Characteristics of a defined benefit pension plan
In a defined benefit pension, the amount of the pension is set in advance according to a specific formula. The formula generally corresponds to a percentage of pay multiplied by the years of service recognized by the plan.
Here's an example:
The pay used to calculate the pension is 40 000 $
The member have 25 years of service
The plan grants a pension of 2% of pay for each year of credited service
2 % × 40 000 $ × 25 = 20 000 $
The member's pension will therefore be 20 000 $ a year.
The majority of workers who have a pension plan are members of a defined benefit plan.
Who assumes the risk?
The risks related to funding the plan are mainly assumed by the employer.
If the pension fund's assets are insufficient to pay all the pensions and other benefits provided for by the plan, the employer must pay the difference.
The pension fund
The pension fund includes the employer contributions and the member contributions (if the members are required to contribute).The fund is the plan's "bank account". Unlike a defined contribution plan, the employer contributions are not distributed among the members' accounts.

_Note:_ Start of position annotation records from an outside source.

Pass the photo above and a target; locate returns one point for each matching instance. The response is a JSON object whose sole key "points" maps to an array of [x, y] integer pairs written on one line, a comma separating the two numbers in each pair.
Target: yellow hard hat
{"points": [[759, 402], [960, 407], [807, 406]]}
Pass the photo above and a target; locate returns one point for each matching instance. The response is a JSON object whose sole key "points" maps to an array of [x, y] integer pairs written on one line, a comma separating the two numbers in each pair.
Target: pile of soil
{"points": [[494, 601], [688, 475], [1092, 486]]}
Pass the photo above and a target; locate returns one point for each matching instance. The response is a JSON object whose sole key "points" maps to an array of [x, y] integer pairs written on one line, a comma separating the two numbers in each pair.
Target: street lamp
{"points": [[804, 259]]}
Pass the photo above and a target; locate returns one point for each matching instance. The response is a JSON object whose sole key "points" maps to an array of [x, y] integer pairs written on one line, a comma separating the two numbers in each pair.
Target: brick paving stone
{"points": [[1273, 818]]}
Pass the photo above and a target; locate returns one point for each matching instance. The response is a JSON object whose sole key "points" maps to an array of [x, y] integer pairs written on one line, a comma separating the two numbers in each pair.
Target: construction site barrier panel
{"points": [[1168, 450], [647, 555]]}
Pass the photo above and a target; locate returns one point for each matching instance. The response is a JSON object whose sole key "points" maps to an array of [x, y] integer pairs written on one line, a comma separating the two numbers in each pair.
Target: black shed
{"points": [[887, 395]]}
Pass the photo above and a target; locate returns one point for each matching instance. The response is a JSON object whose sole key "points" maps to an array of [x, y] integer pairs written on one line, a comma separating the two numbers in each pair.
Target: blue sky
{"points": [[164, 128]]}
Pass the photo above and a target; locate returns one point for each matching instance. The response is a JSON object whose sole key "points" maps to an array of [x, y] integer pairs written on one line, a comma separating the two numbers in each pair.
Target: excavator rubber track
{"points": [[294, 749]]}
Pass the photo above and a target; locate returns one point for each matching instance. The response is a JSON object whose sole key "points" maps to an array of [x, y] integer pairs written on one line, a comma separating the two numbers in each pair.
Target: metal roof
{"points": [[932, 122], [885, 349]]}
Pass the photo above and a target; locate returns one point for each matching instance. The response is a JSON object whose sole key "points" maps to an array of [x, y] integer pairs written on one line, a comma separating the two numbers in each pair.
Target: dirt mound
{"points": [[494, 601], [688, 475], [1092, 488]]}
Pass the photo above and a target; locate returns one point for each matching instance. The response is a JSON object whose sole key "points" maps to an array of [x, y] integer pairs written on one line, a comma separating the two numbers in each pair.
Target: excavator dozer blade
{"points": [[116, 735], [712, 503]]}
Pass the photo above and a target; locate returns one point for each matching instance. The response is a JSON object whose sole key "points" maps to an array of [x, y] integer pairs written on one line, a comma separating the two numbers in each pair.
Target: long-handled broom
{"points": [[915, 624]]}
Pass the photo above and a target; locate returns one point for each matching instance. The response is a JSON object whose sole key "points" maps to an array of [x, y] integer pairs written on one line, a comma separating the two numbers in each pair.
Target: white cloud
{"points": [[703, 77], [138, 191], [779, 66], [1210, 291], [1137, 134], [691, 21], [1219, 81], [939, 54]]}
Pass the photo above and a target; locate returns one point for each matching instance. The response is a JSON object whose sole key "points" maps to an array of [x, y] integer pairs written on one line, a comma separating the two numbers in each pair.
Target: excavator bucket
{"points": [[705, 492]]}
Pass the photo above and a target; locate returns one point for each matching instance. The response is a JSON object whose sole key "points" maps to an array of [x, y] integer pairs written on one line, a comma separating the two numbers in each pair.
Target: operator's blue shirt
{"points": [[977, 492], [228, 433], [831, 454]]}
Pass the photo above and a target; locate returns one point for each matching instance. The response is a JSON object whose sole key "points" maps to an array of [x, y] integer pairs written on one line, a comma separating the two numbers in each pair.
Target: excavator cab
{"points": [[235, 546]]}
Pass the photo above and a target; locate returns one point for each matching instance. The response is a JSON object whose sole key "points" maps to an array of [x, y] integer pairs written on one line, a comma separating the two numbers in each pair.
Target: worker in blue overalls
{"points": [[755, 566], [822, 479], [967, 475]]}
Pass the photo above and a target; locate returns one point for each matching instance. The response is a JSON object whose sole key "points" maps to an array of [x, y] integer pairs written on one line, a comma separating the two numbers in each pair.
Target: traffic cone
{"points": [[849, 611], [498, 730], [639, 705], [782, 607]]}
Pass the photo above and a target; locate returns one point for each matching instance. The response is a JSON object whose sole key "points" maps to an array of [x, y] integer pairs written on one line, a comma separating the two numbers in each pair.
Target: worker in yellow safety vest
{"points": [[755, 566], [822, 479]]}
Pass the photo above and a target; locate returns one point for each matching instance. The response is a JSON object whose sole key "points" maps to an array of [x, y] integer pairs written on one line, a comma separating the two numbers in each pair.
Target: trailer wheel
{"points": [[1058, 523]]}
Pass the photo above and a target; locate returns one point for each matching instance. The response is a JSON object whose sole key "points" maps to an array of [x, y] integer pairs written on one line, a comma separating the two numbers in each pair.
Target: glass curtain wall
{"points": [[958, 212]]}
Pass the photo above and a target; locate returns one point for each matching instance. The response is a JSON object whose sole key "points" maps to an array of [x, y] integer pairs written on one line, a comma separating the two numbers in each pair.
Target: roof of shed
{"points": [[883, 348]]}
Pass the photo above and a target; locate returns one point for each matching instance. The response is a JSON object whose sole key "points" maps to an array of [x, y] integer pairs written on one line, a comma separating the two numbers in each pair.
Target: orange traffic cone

What happens when a member retires?
If the member uses his or her transfer right, he or she can:
- use a life income fund (LIF) to draw a retirement income or to purchase a life annuity from an insurer. In the case of an annuity, the member can begin receiving payments immediately or at a latter date, as desired.
- first use other sources of income before drawing his or her retirement income by leaving his or her retirement savings in a locked-in retirement account (LIRA) where they will continue to grow.
If a member does not exercise his or her transfer right, a pension will be paid to him or her by the plan.